Iqaluit shelter board eyes vacated RCMP building

Group says larger building could accommodate programs

By GABRIEL ZARATE

The group that runs the Uquutaq Emergency Shelter for men in Iqaluit is making a pitch to acquire the now-vacant RCMP Iqaluit detachment building on Astro Hill. (PHOTO BY GABRIEL ZÁRATE)


The group that runs the Uquutaq Emergency Shelter for men in Iqaluit is making a pitch to acquire the now-vacant RCMP Iqaluit detachment building on Astro Hill. (PHOTO BY GABRIEL ZÁRATE)

The board that runs the Uquutaq Emergency Shelter in Iqaluit wants to move into the vacant RCMP detachment building on the side of Astro Hill.

The Iqaluit RCMP detachment has moved into a new headquarters building on Federal Road.

In a presentation to Iqaluit city council on May 11, Monte Kehler, the chair of the Uquutaq Society, said the current shelter doesn’t have the capacity to offer programs that could help its residents become more independent.

Located in Iqaluit’s Lower Base, the building is zoned so that it can’t be occupied during the day. Residents must leave the building in the morning and not return until after 5:00 p.m.

Kehler said if the shelter were moved to the former RCMP building there also would be room to set up different types of living spaces, so some people could stay in their own rooms and others, perhaps, in their own apartments.

The Uquutaq group has applied under a special program to acquire the building from the federal government.

Uquutaq secretary-treasurer Terry Ma said a facility with more independent housing arrangements might also draw out Iqaluit’s “hidden homeless” — mostly shack-dwellers and long-term couch surfers.

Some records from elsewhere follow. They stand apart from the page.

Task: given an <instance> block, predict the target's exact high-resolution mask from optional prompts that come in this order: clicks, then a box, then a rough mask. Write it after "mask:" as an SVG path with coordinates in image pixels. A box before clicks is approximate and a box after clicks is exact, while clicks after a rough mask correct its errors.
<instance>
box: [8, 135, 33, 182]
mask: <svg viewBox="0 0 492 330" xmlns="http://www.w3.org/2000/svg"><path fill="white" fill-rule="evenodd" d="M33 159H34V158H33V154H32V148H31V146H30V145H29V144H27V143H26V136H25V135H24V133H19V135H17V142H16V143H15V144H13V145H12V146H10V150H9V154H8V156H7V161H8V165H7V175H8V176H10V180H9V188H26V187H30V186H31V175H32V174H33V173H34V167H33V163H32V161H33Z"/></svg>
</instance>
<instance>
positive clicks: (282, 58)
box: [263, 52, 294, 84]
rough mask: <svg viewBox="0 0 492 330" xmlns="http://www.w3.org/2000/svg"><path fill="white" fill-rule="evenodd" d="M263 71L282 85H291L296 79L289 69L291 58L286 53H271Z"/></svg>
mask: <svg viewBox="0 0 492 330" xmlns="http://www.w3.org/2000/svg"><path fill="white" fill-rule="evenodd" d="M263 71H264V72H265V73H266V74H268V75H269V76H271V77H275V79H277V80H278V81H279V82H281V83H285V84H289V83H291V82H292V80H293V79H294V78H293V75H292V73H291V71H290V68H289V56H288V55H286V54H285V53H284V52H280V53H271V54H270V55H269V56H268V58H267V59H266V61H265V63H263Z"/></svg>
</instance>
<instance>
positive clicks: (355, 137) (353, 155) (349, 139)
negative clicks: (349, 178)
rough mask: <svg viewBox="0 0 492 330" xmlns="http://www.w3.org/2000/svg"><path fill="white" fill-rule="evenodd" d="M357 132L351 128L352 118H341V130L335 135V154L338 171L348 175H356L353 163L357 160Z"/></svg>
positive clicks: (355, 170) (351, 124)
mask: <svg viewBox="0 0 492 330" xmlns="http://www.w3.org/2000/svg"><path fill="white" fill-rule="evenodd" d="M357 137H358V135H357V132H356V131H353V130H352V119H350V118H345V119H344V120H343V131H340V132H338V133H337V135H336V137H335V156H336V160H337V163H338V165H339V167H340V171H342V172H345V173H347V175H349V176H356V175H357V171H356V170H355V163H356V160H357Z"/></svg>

No one knows how many such people live in Iqaluit.

The current shelter offers 20 beds in three dormitory rooms, a kitchen, bathrooms and a common area with sofas and televisions.

The shelter’s manager, Doug Cox, explained the problem isn’t capacity. He said the shelter is never too full.

But, because the men can’t stay there during the day, there are no programs to help them develop the life skills they need to eventually leave the shelter for regular housing.

A new facility could offer programs like cooking, money management and job-hunting, he said.

Without them, long-term residents of Uquutaq have a hard time finding a way to leave.

“Seventy-five per cent of the guys that live here actually live here,” Cox said. “We know pretty much who’s coming in every night. It’s pretty much the same guys.”

Uquutaq’s bunk beds are tidy, but obviously lived-in. There are footlockers underneath each one for the men to secure their personal belongings.

The men who stay at Uquutaq range from youths to elders. Cox said he knows three men who belong in the Iqaluit elders home, but tht facility is likely full right now.

Some of the younger men are stuck there because they can’t get housing. Single, able-bodied men get low-priority on waiting lists for public housing compared with families, pregnant women or young mothers.

Cox said there are a few residents who will never be able to live on their own without supervision because of mental or physical problems, but they are a minority.

Some men check in at the beginning of every month, before pay-days, just to stay away from family members with drug or alcohol problems.

Many of the longer-term residents are from outside Iqaluit.

Some are facing criminal charges, housed at Uquutaq instead of the overcrowded Baffin Correctional Centre until they are acquitted or sentenced.

Some residents cannot return to their home communities because they aren’t welcome there because of something they did or are believed to have done.